Prise de tête

Scrooge 2013: la chronique dont vous êtes le héros

Le Noël de l’an 2013 approchait et M. Scrooge, le célèbre et richissime homme d’affaires canadien, était de passage au Burkina Faso, où son entreprise possédait des mines.

Son séjour avait été profitable et il avait pu régler de nombreux problèmes, en particulier celui de l’approvisionnement en eau de la mine: l’eau est en effet là-bas une ressource rare et dont l’extraction d’or fait une très grande utilisation, à tel point que la population locale voit son eau rationnée, ce qui suscite sa colère. M. Scrooge avait donc fait jouer ses contacts politiques avec la capitale, offert quelques petits cadeaux aux autorités locales et obtenu l’assurance que l’armée interviendrait en cas de besoin. Il pouvait donc repartir tranquille.

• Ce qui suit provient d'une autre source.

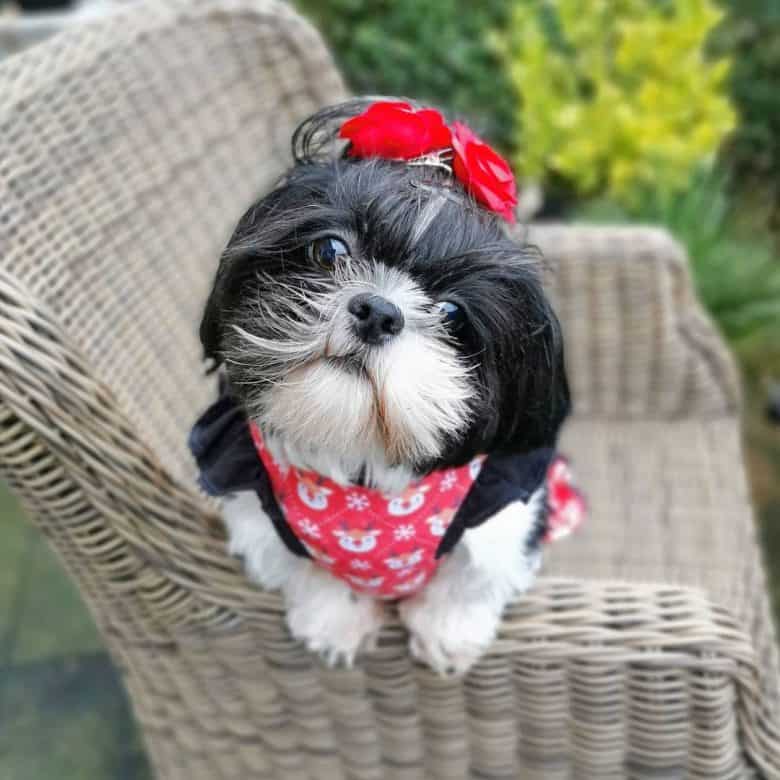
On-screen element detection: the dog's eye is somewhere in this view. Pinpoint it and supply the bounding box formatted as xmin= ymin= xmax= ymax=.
xmin=436 ymin=301 xmax=466 ymax=328
xmin=306 ymin=236 xmax=349 ymax=270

Il ne lui restait qu’une nuit à passer en Afrique avant de rentrer chez lui. Il avait très hâte. Il détestait intensément l’Afrique.

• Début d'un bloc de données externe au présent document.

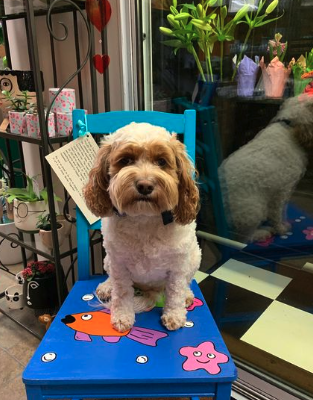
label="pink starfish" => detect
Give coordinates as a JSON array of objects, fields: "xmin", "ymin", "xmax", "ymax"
[{"xmin": 179, "ymin": 342, "xmax": 228, "ymax": 375}]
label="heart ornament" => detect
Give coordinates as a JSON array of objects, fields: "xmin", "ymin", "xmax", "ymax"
[{"xmin": 86, "ymin": 0, "xmax": 112, "ymax": 32}]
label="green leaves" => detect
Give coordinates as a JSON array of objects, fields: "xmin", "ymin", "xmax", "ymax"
[
  {"xmin": 6, "ymin": 175, "xmax": 62, "ymax": 203},
  {"xmin": 265, "ymin": 0, "xmax": 278, "ymax": 15}
]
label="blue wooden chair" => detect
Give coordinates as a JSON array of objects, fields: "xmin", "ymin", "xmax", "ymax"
[{"xmin": 23, "ymin": 110, "xmax": 236, "ymax": 400}]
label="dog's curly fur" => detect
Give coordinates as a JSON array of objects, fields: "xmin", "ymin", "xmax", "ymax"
[
  {"xmin": 84, "ymin": 123, "xmax": 201, "ymax": 332},
  {"xmin": 219, "ymin": 97, "xmax": 313, "ymax": 241}
]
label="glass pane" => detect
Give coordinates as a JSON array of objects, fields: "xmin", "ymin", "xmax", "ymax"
[{"xmin": 146, "ymin": 0, "xmax": 313, "ymax": 395}]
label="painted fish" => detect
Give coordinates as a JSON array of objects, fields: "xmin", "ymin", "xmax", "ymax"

En sortant de la mine, au moment de rentrer dans la Jeep dont le chauffeur tenait la portière ouverte, un homme noir, surgi de nulle part, le saisit par le bras et le regarda intensément. L’homme ne dit rien durant quelques secondes d’éternité, se contentant de regarder Scrooge dans les yeux comme s’il lisait en lui comme dans un livre ouvert. Le chauffeur s’interposa enfin et l’homme prit la fuite.

Durant le trajet, le chauffeur semblait nerveux. Interrogé, il finit par dire que l’homme était une sorte de sorcier, à la fois craint et respecté, qui fabriquait de célèbres et puissants grigris.

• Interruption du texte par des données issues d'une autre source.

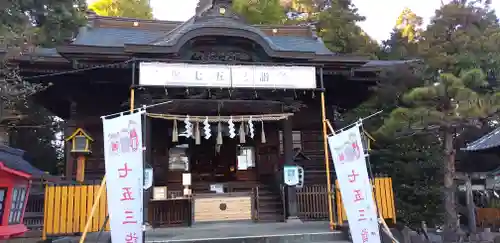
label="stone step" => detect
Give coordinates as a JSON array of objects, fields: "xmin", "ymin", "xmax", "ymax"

Arrivé à l’hôtel, Scrooge mangea un repas qu’il trouva à peine convenable, puis se mit au lit très tôt, en prévision du long voyage du lendemain.

Il eut bientôt l’impression que quelqu’un se tenait derrière les rideaux de la chambre. Il se leva. Ce n’était pas un être humain, mais un fantôme qui lui annonça qu’il recevrait trois visites durant la nuit et qu’il était la première.

Scrooge, étrangement, ne ressentait aucune peur et tout cela lui semblait entièrement naturel.

Le fantôme le ramena à ses débuts en affaires et lui montra son long parcours. Il se revit, tout jeune, rachetant des entreprises en faillite, les restructurant, les revendant, recevant des aides financières de l’État, construisant un empire, l’étendant au monde, le diversifiant. Il se revit délocalisant, achetant des journaux pour y défendre ses idées économiques et politiques. Il vit aussi ces ententes conclues largement en secret entre transnationales et gouvernements. Le fantôme voulait qu’il y vît des contradictions, des tensions, à tout le moins des difficultés qui sont celles de l’époque et de ses institutions, qu’il s’en émeuve, qu’il s’interroge. Rien n’y fit. «J’ai créé de la richesse, disait Scrooge. Quand le niveau de l’eau monte, tous les bateaux, même les plus petits, s’élèvent aussi. Et puis, ce que j’ai fait, tout le monde l’aurait fait à ma place et j’aurais d’ailleurs été impitoyablement éliminé du jeu des affaires si je n’avais pas fait ce qui devait être fait.»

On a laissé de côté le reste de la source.